Realizacja wniosków to zadanie samorządów. Jednak warszawski urząd pracy nie najlepiej radzi sobie z tym zadaniem. Komentujący sprawę sam prezydent Warszawy Rafał Trzaskowski twierdzi natomiast, że jego urzędnicy nie są w stanie podołać zadaniu i próbuje obarczyć winą za swoje niepowodzenie rząd:

-„My robimy wszystko, by to wsparcie było wypłacane jak najszybciej. Niech rząd się tłumaczy. Gdybyśmy tylko i wyłącznie rozpatrywali wnioski od przedsiębiorców, to urzędnicy musieliby rozpatrywać je przez rok. To jest w 100 procentach wina rządu” – mówił na środowej konferencji prasowej.

Minister rodziny, pracy i polityki społecznej, Marlena Maląg przypomina, że rząd przekazuje samorządom nie tylko środki na same mikropożyczki, ale również na samą realizację wniosków:

-„Wnioski są systematycznie rozpatrywane, są to proste wnioski z umowami, realizowane przez powiatowe lub wojewódzkie urzędy pracy. Jako niekoniecznie godny do naśladowania można byłoby przytoczyć przykład m. st. Warszawy, gdzie pan prezydent niesprawnie wypłaca mikropożyczki, a my przekazujemy środki także na realizację tego działania, a więc nie tylko na same mikropożyczki, ale i na obsługę zadania” – powiedziała minister w TVP, podkreślając, że środki te jak najszybciej muszą trafić do przedsiębiorców, bo to z nich pracodawcy mają wypłacić wynagrodzenie swoim pracownikom:

-„Te pieniądze są potrzebne dla zachowania płynności, dla bezpieczeństwa polskich rodzin” – podkreśliła.
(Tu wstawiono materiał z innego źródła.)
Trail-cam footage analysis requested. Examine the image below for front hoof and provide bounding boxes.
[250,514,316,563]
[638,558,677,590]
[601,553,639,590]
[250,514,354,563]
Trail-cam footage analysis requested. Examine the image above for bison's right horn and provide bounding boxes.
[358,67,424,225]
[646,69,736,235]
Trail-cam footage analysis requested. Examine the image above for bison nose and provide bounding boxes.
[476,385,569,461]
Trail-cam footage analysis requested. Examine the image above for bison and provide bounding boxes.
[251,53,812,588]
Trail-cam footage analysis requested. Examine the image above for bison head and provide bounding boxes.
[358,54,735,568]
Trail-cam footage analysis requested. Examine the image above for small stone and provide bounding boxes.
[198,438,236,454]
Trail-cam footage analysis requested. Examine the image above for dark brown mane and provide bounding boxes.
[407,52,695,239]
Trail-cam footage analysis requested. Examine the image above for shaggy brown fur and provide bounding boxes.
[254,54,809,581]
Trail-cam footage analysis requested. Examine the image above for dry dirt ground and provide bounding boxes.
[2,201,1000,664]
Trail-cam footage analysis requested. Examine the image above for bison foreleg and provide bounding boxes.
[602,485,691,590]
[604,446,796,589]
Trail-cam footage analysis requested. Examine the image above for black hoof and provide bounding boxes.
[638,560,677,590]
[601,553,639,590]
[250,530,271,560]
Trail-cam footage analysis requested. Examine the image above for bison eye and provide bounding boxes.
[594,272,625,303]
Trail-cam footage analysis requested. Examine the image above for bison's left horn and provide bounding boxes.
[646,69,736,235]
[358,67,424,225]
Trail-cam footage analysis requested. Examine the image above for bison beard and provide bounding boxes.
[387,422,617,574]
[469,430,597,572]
Wiceminister rozwoju Krzysztof Mazur na antenie TVP3 podkreślił, przytaczając przykład Wrocławia, że samorządy mają odpowiednie środki aby realizować obsługę Tarczy Antykryzysowej, wystarczy ich zaangażowanie i dobra rola:

-„Ciekawa sytuacja jest we Wrocławiu. Tam też był taki zator. Okazało się, że prezydent Jacek Sutryk był w stanie przekierować część urzędników właśnie do powiatowych urzędów pracy i ten zator został rozwiązany. Są narzędzia, chodzi tylko o to, żeby wziąć sprawy w swoje ręce”.